How to optimize git update-index?
I have a rather large repository (11 GB, 900,000+ files) and having trouble with iterating within reasonable time. After a bit of profiling, the real bottleneck seems to be git update-index:
$ time git update-index --replace $path > /dev/null real 0m5.766s user 0m1.984s sys 0m0.391s
That makes an unbearable number of days to get the list of files. Is there any way to speed the update-index operation up?
For what it’s worth, I’m running cygwin on Windows 7.
EDIT: To put more context to the question.

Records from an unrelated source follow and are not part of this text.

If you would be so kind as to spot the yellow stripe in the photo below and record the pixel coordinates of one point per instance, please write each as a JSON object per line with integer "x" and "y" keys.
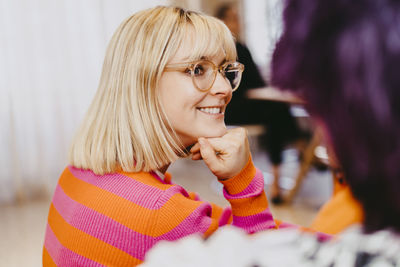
{"x": 127, "y": 213}
{"x": 87, "y": 245}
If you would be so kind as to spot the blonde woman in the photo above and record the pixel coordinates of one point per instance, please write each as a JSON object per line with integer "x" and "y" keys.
{"x": 167, "y": 78}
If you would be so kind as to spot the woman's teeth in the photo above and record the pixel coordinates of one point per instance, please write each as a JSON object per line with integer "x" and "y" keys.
{"x": 211, "y": 110}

The large repository comes from an SVN import, and contains a number of binaries that shouldn’t be in the repository. However, I want to keep the commit history and commit logs. In order to do that, I’m trying to replace the contents of the binaries with file hashes, which should compact the repository and allow me to retain history.
One Solution collect form web for “How to optimize git update-index?”

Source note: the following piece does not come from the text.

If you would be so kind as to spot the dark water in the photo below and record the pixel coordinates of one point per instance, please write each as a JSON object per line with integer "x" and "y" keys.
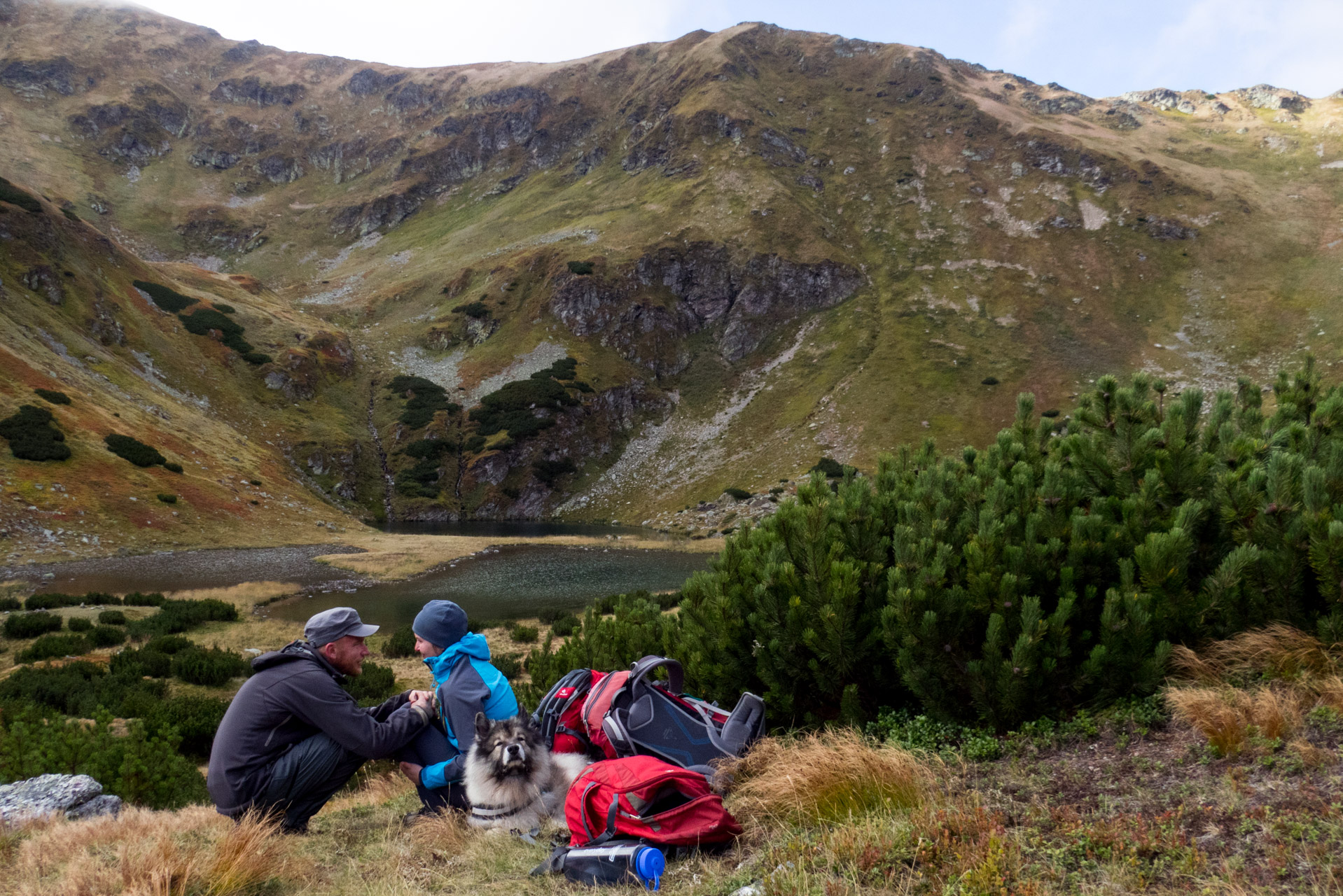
{"x": 179, "y": 570}
{"x": 512, "y": 582}
{"x": 517, "y": 528}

You want to use the BFG Repo-Cleaner, a faster, simpler alternative to
git-filter-branch specifically designed for removing large files from Git repos.
Download the BFG jar (requires Java 6 or above) and run this command:
$ java -jar bfg.jar --strip-blobs-bigger-than 1MB my-repo.git
Any files over 1MB in size (that aren’t in your latest commit) will be removed from your Git repository’s history, and replaced with a
.git-id file that contains the old Git hash-id of the original file (which matches the replace contents of the binaries with file hashes requirement of the question).
You can then use
git gc to clean away the dead data:
$ git gc --prune=now --aggressive
The BFG is typically 10-50x faster than running
git-filter-branch and the options are tailored around these two common use-cases:
- Removing Crazy Big Files
- Removing Passwords, Credentials & other Private data
Full disclosure: I’m the author of the BFG Repo-Cleaner.